- Poster
- German: Die Häschenschule – Jagd nach dem Goldenen Ei
- Directed by: Ute von Münchow-Pohl [fr]
- Screenplay by: Katja Grübel Dagmar Rehbinder
- Based on: Die Häschenschule by Albert Sixtus
- Produced by: Dirk Beinhold
- Edited by: Erik Stappenbeck
- Music by: Alex Komlew
- Production company: Akkord Film Produktion GmbH
- Distributed by: Universum Film Sola Media
- Release date: 16 March 2017;
- Running time: 76 minutes
- Country: Germany
- Language: German
- Box office: $3,416,299

= Rabbit School – Guardians of the Golden Egg =

2017 German animated film

Rabbit School – Guardians of the Golden Egg (Die Häschenschule – Jagd nach dem Goldenen Ei) is a 2017 German animated adventure comedy film directed by Ute von Münchow-Pohl from a screenplay by Katja Grübel and Dagmar Rehbinder, based on the 1924 German children's novel Die Häschenschule (A Day At Bunny School), written by Albert Sixtus and illustrated by Fritz Koch-Gotha. The film had its world premiere at the 67th Berlin International Film Festival in February 2017, and was released theatrically in Germany on 16 March 2017. It grossed $3,416,299 worldwide.

== Plot ==
Max, a young urban rabbit struggling with his identity, gets stuck in an old-fashioned Easter Rabbit school after it is surrounded by a clan of malicious foxes who want to take over the holiday.

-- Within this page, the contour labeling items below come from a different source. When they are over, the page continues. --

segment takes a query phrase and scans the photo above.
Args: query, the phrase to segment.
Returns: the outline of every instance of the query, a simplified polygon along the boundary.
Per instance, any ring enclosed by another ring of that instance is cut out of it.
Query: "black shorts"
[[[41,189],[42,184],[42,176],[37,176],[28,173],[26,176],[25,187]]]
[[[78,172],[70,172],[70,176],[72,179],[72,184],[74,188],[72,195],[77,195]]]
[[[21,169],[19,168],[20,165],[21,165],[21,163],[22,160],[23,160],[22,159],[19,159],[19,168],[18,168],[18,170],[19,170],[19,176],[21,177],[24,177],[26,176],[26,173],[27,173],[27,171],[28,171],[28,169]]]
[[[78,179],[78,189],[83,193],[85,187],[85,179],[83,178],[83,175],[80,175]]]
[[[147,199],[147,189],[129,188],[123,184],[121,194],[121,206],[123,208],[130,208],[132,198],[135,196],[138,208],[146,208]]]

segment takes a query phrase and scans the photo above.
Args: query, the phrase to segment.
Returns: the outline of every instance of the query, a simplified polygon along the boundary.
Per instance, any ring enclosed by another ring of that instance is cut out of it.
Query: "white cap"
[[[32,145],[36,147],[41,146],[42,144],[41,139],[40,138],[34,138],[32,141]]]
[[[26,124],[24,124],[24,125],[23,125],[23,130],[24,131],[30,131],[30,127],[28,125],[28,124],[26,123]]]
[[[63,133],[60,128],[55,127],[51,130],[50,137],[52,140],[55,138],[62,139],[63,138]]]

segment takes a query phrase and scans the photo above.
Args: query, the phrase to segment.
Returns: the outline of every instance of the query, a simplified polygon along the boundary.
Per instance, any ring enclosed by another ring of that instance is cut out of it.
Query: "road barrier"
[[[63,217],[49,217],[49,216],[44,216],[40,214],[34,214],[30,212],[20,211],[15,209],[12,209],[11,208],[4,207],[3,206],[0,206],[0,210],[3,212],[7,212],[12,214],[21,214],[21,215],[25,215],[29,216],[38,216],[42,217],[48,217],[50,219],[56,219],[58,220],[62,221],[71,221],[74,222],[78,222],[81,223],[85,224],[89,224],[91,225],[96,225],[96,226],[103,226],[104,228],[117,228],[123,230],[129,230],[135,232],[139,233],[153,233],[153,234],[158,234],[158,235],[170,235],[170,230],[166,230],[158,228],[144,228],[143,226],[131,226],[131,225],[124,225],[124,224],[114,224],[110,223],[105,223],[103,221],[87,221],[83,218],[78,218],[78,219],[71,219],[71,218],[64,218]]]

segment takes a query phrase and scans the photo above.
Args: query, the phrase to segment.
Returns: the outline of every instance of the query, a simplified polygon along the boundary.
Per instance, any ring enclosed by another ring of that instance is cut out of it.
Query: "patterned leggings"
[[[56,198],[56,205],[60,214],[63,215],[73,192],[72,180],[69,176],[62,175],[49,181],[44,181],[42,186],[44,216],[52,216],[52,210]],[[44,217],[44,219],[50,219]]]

With the help of his crush Emmy and the instruction of the mysterious Madame Hermione, Max must learn the secret of the magic of the Easter bunnies and save the school from the evil foxes.

== Cast ==

=== German version ===
Source:
- Noah Levi as Max
- Friedrich von Thun as Mr Fritz
- Senta Berger as Madame Hermione
- Jenny Melina Witez as Emmy
- Max Boguth as Ernie
- Ben Boxberg as Anton
- Jule Böwe as Ruth
- Dirk Petrick as Ferdinand
- Constantin von Jascheroff as Bruno
- Tim Sander as Lawrence
- Sebastian Fitzner as A.C.
- Leon Seidel as Ron
- Peter Nottmeier as Willibald
- Valentina Bonalana as Luise
- Gustav Häcke: Ruddy
- Max Rinke as Otto
- Tom Raczko as Leader of Shockwave Rabbits
- David Trayser as Techno Rabbit
- Lina Andres as Little Rabbit Girl
- Anna Neuenhofen as Sales Woman / Mother on TV / News Anchoress
- Erik Stappenbeck as News Anchor

=== English version ===

- Gustav Bergold as Max
- Darren Smith as Mr Fritz
- Dulcie Smart as Madame Hermine
- Jenny Melina Witez as Emmi
- Lawrence Smith as Ernie
- Sammy Holroyd as Anton
- Corey Ott: Ruth
- Harvey Friedman as Ferdinand
- Steve Jacob as Bruno
- Jeff Burrell as Lawrence / News Anchor
- Liam Mockridge as A.C.
- Flynn Ott as Ron
- Marc Espiner as Willibald
- Imogen Burrell as Luise
- Laszlo Jansen as Ruddy / Otto
- Neally Quinn as Leader
- Lonja Siebenmann as Techno Rabbit
- Riley Ott as Little Rabbit Girl
- Vinh Pham as Mother on TV
- Susanne Ritter as Sales Woman / News Anchoress

== Release ==
Rabbit School had its world premiere at the 67th Berlin International Film Festival in February 2017, and was released theatrically in Germany on 16 March 2017, distributed by Universum Film. During its opening week in Germany, the film received 103,518 admissions, and grossed a total of $1,603,605 during its entire German theatrical run, contributing to the worldwide gross of $3,416,299. International sales were handled by Sola Media.

== Sequel ==
A sequel, titled Rabbit Academy: Mission Eggpossible, was released on digital platforms on March 17, 2022.